There's no question YouTube has its work cut out for it; its comment sections are widely regarded as cesspools. Meme harvester BuzzFeed called YouTube "a comment disaster on an unprecedented scale" with "the worst commenters on the internet;" online entrepreneur (and Wired contributor) Andy Baio called them "historically pretty bad;" and the online comic XKCD in 2006 imagined the moon landing being broadcast—and moronically heckled—on YouTube. "The internet has always had loud dumb people," XKCD illustrator Randall Munroe wrote in an accompanying caption, "but I've never seen anything quite as bad as the people who comment on YouTube videos."

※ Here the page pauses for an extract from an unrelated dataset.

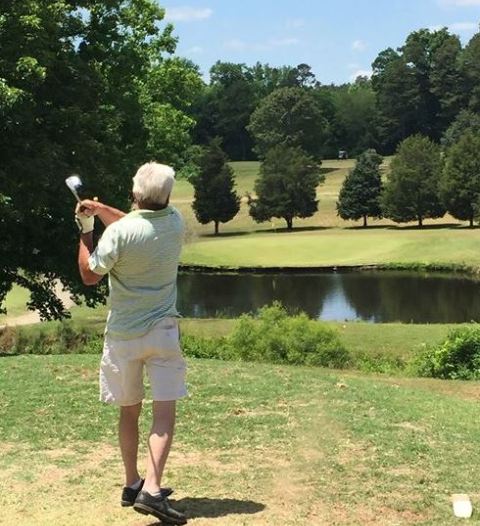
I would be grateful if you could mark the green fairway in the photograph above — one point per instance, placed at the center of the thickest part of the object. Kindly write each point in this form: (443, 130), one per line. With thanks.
(324, 239)
(335, 247)
(260, 444)
(16, 303)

A staff of human beings and not just some sort of computer algorithm could monitor all remarks—Amazon had workers maintaining customer review queues when I worked there—but that takes time and money. It also slows the process down, and users have grown accustomed to instant "look at me!" gratification.

I originally posted this video back in November, and it still cracks me up.

One obvious direction for YouTube is to ask users for more information about themselves. Many members use anonymous handles since YouTube, unlike other Google sites, allows people to create distinct accounts. At other Google sites, users must use their Google+ identity, linked to a real name. As a general rule, people are far less likely to troll under their real name.

Read the whole article here. It would be nice to see Brooklyn Vegan and the Onion AV Club follow suit, but with even less resources at their disposal, that's not gonna happen. I'm the kind of information junkie who reads every web comment and listens to every movie/TV commentary track, but even I've got my limits. When the pissing matches begin, I move on to more harmonious environments.